ARCHIMEDE INSTITUTE


TSUNAMI 'FLOATING SOLUTION'

Although this house was designed for a flooding site, it could handle most tsunamis with its rigidity and steel clad paneled underbelly at a high stance. For the much less probable tsunamis that could rise above the door sills and create massive amounts of floating debris, we suggest soluble bolt anchors on top of each column. This way the house will float as a rigid unit capable of taking a lot of hits and yet remain safe. Of course a solid chain would tether it to a reliable point on the ground. This is not a compromise as both safety and practicality are maintained in a relatively low-cost house.

WHO COMES HERE - OUR TRAINING SEMINARS

We have a one-on-one training program for civil employees wanting to upgrade their palette of choices in the rebuilding arena. These two week seminars are held in Cantamar MX, and cost includes lodging in a beach condo as well as transit to and from the San Diego Airport. The cost of a complete session in $1000., including the documentation that is transferred from computer to computer. Trainees are invited to bring portable drives with at least 300 gigs of free space. Diplomas are given and most governments recognize our institution for tax purposes applied to professional training and career upgrading.

2013-2020

  • By the end of 2012, the Institute will be well known to the faculty of most Architectural Schools throughout the world. It would conceivably by then be very easy to recruit students for summer stages at our different facilities. By gaining insight in our methods as a trade-off for their help, those students will vastly enrich and help spread the Archimede gospel for stronger building shells. Seeding the entire profession at this early date in their career, many of these students will chose to forego conventional practice later on and devote their energies to promoting the thousands of needed shelters before the end of the 2010 decade.

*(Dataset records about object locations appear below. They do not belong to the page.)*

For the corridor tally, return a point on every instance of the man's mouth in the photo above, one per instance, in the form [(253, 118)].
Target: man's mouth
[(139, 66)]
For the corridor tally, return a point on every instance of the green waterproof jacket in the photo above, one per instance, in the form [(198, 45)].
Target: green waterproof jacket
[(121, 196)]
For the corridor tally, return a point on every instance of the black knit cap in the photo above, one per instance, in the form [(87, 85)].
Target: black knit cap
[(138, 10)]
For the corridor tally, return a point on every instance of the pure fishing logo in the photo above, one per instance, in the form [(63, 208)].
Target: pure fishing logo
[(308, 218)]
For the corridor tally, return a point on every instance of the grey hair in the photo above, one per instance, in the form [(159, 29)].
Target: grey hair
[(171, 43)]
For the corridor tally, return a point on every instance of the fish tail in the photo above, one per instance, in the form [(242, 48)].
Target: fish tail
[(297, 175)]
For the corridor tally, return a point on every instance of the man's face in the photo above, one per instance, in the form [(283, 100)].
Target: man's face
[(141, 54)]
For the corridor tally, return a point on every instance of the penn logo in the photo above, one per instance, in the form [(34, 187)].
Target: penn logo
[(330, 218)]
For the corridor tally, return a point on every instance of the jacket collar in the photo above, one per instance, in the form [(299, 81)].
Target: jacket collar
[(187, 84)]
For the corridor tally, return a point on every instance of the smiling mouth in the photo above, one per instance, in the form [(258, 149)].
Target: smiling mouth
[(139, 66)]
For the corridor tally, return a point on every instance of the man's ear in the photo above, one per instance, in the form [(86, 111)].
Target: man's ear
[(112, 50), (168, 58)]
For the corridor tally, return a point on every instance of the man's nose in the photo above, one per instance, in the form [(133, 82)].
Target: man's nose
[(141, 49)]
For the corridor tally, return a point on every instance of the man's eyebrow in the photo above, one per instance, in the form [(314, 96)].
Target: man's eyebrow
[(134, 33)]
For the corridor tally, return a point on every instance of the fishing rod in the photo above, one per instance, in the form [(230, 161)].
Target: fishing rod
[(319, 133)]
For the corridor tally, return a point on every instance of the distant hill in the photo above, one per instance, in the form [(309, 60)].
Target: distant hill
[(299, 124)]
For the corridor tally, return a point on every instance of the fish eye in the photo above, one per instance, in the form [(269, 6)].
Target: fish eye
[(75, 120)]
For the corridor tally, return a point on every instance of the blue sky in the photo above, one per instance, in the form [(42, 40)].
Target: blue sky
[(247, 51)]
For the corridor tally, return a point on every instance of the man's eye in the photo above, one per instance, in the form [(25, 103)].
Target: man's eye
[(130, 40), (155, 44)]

  • On the same schedule, our affiliate offices would recruit local contractors willing to invest a month of their time to learn the Archimede ways. By 2012, we hope to have had the time and energy to clone our head office in several other locations closer to frequent disaster afflicted areas.

2010-2020


These are the eight years where the hurricane shelter project will really be implemented worlwide. After a promotional campaign in 2008, we expect to be training crews in Mexico to manufacture the components to produce and erect these in the affected zones of their country. These people sent to us by their government or NGOs will live with us in Cantamar for the time it takes for them to fully integrate our techniques.

2008-2010

We intend to use the rest of 2007 to raise money and to get in touch with the rebuilding authorities in several areas, namely in Bangladesh, Peru, and Haiti, recent victims of natural disasters. We are completing several design programs:
  • A cyclone shelter for 500 people at below $60K. one that can be completed in 1 month by a semi-skilled crew.
  • A red cross first aid station that can resist cyclones and tsunamis.
  • A tsunami-proof kit house at below $30K, unfinished.
  • An aseptic heli-portable surgical module that is autonomous and air conditioned.
  • A container based portable factory capable of producing 100 panels a day for shelters above.
  • Our new institute training program for manufacturing.
2008 will be the year when we complete our inernational network of affiliates. Tentatively, we aim to have a presence in Dakra BD---Singapore MY---Ho Chi Minh City VN---Beijing CN---Tokyo JP--- Honolulu US---San Diego* US---Cantamar**MX---Dallas*US---Miami* US---Philipsburgh* N.A.---Caracas VE---New York US---Montréal* CA---Paris* FR---Geneva CH---Moscow RU---Rome IT--- Abijan CI--- Istambul TR---Yerevan* AM---Teheran IR
(* single asterisk indicate existing links that we are developing-** Our home office)

2007


Our Cantamar MX office and research facility (on the right in aerial view ) has in 2007 launched the Institute as we know it, graduating from 35 years of design and manufacturing into a non-profit society. Its aim is to implement sturdier and more economical construction techniques for the benefit of populations afflicted by natural disasters on a regular basis. The long rectangle shows our shop, part of which is periodically transformed into a wind tunnel for testing refugee tents. That part has an earth floor simulating average soils where such tents are often erected. We have found in 2007 some clever solutions to the wind problems that can be seen here.

POPULAR SCIENCE ARCTICLE

READ COMPLETE ARTICLE WITH COLOR PHOTOS HERE

DISASTERS

OUR FIRST 'OPERA'

Thanks to a generous fund provided by Private Capital Inc. and it's owner, Ronald Smith (left on photo), the Archimede Institute has fully tested a series of small buildings that can be erected in a few hours. The one shown here is an aseptic field operating room that is air conditioned and can be hosed down clean inside and out. The heaviest component weighing in at 30 kilos, two nurses could theoretically put one up on their lunch break, to use a little Cajun exageration. The entire package can be air freighted in a small crate that fits in any air cargo hold.
Note: Photo taken on a hot day after a few Cajun beers. ;-) I'm the sober one on the right.
Jacques

The Rhombic Dodecahedral Geometry


(text from Wikipedia)
The rhombic dodecahedra honeycomb is a space-filling tessellation (or honeycomb) in Euclidean 3-space. It is the Voronoi diagram of the face-centered cubic sphere-packing, which is believed to be the densest possible packing of equal spheres in ordinary space (see Kepler conjecture).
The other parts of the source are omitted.